I am going to try to redo this step using the updated annotation files and see if I get higher alignment rates.
#!/bin/bash
#BSUB -J featurecounts_trimmed_updatedannotations
#BSUB -q general
#BSUB -P and_transcriptomics
#BSUB -o featurecounts_updatedannotations%J.out
#BSUB -e featurecounts_updatedannotations%J.err
#BSUB -n 8
and="/scratch/projects/and_transcriptomics"
module load subread/1.6.2
featureCounts -t gene \
-g ID \
-a ${and}/genomes/Acer/Acerv.GFFannotations.fixed_transcript.gff3 \
-o ${and}/Allyson_CCC/subread_counts/AcerCCC_fixedannotations.counts \
${and}/Allyson_CCC/aligned_updatedannotations/*Aligned.sortedByCoord.out.bam
It looks like I’m getting different alignment rates, but still low (less than 25%).
So I loaded the subread module that is on Pegasus to run this, and the version 1.6.2 was from 2019. ChatGPT said that the version of Subread can also significantly affect alignment rates, so maybe I should download the most up-to-date version to my scratch space and try running that instead.
Allysons-MacBook-Pro-2:Downloads allysondemerlis$ scp subread-2.0.6-Linux-x86_64.tar.gz and128@pegasus.ccs.miami.edu:/scratch/projects/and_transcriptomics/programs
[and128@login4 programs]$ tar -xzf subread-2.0.6-Linux-x86_64.tar.gz
cd subread-2.0.6-Linux-x86_64/bin/
nano ~/.bash_profile
#in bash profile add: export PATH=$PATH:/scratch/projects/and_transcriptomics/programs/subread-2.0.6-Linux-x86_64
Now I should be able to run the scripts with this program.
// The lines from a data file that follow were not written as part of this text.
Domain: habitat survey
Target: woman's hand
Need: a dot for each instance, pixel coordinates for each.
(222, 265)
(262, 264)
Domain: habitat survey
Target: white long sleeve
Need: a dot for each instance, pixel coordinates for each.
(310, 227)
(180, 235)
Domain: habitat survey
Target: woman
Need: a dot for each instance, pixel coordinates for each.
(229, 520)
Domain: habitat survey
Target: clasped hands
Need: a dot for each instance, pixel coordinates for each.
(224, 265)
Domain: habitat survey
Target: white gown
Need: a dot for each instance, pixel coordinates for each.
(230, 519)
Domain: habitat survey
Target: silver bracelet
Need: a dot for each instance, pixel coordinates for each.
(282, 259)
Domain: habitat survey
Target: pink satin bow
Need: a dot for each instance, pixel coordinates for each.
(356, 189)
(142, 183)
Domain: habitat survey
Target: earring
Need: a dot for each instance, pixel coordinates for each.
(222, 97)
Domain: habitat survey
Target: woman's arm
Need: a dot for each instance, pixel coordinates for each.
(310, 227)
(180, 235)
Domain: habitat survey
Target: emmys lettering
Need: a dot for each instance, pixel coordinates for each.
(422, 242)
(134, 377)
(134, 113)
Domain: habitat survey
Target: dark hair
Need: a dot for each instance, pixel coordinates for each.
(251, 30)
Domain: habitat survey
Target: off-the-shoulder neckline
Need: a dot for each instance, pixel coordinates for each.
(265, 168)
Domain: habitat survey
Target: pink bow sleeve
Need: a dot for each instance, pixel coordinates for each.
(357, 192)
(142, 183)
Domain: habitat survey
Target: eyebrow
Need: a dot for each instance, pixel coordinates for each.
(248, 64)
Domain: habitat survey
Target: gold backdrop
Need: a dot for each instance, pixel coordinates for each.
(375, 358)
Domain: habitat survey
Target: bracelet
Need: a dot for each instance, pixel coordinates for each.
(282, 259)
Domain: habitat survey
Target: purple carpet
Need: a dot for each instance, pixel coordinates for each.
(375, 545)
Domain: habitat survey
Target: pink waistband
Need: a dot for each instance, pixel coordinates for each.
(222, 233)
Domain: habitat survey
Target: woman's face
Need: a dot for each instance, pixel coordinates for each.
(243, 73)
We’ll update the original script first:
#!/bin/bash
#BSUB -J featurecounts_trimmed
#BSUB -q general
#BSUB -P and_transcriptomics
#BSUB -o featurecounts%J.out
#BSUB -e featurecounts%J.err
#BSUB -n 8
and="/scratch/projects/and_transcriptomics"
/scratch/projects/and_transcriptomics/programs/subread-2.0.6-Linux-x86_64/bin/featureCounts -t gene \
-g ID \
-a ${and}/genomes/Acer/Acerv_assembly_v1.0.gff3 \
-o ${and}/Allyson_CCC/subread_counts/AcerCCC.counts \
${and}/Allyson_CCC/aligned/*Aligned.sortedByCoord.out.bam
It looks like I am getting the same percentages. Ugh ok whatever. I’ll just run it on the updated annotations files too just so everything is updated.
#!/bin/bash
#BSUB -J featurecounts_trimmed_updatedannotations
#BSUB -q general
#BSUB -P and_transcriptomics
#BSUB -o featurecounts_updatedannotations%J.out
#BSUB -e featurecounts_updatedannotations%J.err
#BSUB -n 8
and="/scratch/projects/and_transcriptomics"
/scratch/projects/and_transcriptomics/programs/subread-2.0.6-Linux-x86_64/bin/featureCounts -t gene \
-g ID \
-a ${and}/genomes/Acer/Acerv.GFFannotations.fixed_transcript.gff3 \
-o ${and}/Allyson_CCC/subread_counts/AcerCCC_fixedannotations.counts \
${and}/Allyson_CCC/aligned_updatedannotations/*Aligned.sortedByCoord.out.bam
NOTE: you did not change the names of the output files so you overwrote them. whoops. but the only difference is the version of subread and it didn’t look like it changed percent alignment very much (still around 25%).